It seems unlikely that any musical artist records a cover of a song unless the song means something important to them. Oh, undoubtedly we might find examples where someone just made a cynical calculated effort to draft off the talent of someone else for their own benefit, but more likely it’s a sign of genuine affection and admiration, and that’s what we have in the song we’re premiering below.
In this instance the obscure Canadian solo project Cloven recorded a cover of “The Madness of Serpents” by The Devil’s Blood, expressly as a tribute to the late Selim Lemouchi. It may also be a farewell to Cloven as well as Lemouchi, though we understand that before the end comes there will be a Cloven album that includes the recording you’re about to hear.

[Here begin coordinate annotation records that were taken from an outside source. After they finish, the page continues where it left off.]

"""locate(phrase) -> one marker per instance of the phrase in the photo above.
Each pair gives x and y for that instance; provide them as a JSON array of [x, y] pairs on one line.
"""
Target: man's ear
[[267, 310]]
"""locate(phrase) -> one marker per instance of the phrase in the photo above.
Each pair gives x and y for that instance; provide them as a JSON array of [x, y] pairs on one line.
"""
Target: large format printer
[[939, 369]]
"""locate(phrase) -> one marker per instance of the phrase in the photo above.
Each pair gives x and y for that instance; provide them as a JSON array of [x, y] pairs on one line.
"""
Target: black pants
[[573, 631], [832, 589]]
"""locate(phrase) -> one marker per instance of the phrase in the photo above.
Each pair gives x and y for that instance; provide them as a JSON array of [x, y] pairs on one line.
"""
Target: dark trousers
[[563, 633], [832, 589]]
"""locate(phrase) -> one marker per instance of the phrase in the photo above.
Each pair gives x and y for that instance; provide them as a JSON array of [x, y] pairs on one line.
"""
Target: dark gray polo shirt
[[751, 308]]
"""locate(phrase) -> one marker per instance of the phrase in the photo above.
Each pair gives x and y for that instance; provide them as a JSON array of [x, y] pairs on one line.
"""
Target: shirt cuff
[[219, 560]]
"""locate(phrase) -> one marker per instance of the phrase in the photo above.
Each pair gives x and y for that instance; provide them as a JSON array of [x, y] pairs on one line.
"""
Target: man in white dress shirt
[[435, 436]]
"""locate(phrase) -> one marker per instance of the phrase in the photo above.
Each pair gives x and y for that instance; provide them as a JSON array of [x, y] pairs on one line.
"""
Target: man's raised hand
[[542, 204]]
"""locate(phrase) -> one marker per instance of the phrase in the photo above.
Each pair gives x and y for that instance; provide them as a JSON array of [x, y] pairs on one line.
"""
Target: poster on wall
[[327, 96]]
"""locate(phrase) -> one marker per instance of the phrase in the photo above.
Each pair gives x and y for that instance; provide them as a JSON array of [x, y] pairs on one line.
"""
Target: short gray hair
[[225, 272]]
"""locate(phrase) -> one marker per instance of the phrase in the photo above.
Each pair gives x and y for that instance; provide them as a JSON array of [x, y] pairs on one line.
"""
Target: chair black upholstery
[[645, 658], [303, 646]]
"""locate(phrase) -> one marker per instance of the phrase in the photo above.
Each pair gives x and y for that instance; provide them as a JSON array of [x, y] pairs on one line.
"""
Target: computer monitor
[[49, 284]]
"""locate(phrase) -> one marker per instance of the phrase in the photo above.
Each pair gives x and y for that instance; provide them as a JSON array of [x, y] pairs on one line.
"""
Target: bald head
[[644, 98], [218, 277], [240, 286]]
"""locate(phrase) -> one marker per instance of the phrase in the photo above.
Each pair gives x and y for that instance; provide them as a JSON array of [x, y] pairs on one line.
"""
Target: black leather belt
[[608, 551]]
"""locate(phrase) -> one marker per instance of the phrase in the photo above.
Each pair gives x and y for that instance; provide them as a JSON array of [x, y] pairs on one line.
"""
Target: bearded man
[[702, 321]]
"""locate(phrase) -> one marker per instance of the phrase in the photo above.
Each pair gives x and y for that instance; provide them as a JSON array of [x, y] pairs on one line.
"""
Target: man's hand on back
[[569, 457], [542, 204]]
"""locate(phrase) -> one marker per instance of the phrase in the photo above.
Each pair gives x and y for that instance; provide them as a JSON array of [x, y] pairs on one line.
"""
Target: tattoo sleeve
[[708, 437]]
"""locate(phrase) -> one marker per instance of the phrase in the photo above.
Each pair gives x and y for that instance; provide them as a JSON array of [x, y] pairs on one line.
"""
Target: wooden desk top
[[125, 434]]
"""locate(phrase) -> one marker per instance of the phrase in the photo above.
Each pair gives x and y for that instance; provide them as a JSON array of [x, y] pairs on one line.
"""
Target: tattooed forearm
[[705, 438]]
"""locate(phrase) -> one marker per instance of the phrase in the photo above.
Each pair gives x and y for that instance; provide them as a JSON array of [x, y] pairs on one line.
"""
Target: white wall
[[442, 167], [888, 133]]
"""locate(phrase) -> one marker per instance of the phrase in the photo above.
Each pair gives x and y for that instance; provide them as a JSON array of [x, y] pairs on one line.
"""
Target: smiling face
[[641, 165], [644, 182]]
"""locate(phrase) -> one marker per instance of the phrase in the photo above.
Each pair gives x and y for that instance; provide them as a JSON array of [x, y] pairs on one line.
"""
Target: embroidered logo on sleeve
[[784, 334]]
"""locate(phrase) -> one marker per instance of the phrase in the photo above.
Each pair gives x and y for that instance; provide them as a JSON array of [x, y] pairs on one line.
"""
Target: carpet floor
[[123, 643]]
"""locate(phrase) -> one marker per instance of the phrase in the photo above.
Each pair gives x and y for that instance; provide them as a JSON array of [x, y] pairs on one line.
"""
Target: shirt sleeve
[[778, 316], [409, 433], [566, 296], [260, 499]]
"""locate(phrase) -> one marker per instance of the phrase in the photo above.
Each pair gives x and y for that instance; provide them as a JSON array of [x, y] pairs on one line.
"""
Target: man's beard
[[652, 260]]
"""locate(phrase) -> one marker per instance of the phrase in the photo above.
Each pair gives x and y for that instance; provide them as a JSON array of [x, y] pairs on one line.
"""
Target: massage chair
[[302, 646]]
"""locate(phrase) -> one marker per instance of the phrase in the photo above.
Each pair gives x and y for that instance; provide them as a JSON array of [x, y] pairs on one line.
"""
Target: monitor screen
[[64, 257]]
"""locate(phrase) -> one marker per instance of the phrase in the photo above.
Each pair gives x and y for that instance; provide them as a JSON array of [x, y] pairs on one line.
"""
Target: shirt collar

Some covers are rigidly faithful to the original; the most interesting ones are not. Here, Cloven pays its tribute through morphosis.
The original version of this song was included on The Thousandfold Epicentre, released in 2011. It hammers and clangs, viscerally bounces and vibrantly flickers, reflexively compelling in its rocking grooves but also casting dark and devilish spells.
It also gradually slows and drifts away into gentle but chilling sonic hallucinations, a different kind of seduction and even more unearthly in its ethereal and inviting sensations. Just as gradually, the music also again ramps up, getting its hooks in our reptile brains again as it shines and writhes, but also sounding downright infernal at the end. The words are worth pondering:
For you I will make a world devoid of love
And I’ll make your love to fill the void
One eye sees glory, the other does cry, the Third sees Truth and grows blind
For I am alike unto whited graves
As I appear, beautiful in skin
But within I am filled with dead man’s bones
And of all Unclean and Sin
Move to me in wild contortions
Enchant me with blight and sore
Yes, move to me you fucking Whore
Into the madness of Serpents
Cloven‘s cover puts some twists on the original, and the result is darker — both fascinating and bleakly moving, heavier and more haunting. It generates the hallucination in its own opening phase, with spoken words in the mix. And then it swells in power, slower than the original and massively heavier in its low-end throbs, with vocals that are more shattering and scarring.
But it too vibrantly shines and swirls, simultaneously magnifying the music’s intensity and casting their own spell. The throbs begin to sound like bombs going off, the surrounding sounds begin to sear — and then it too begins to drift away, but with the mournful tones of a violin or cello leading the way, accompanied by strange whistling and warbling tones that add their own distress.
We don’t yet know a release date or title for Cloven‘s next album (and maybe its last one), but when we do, we will let you know.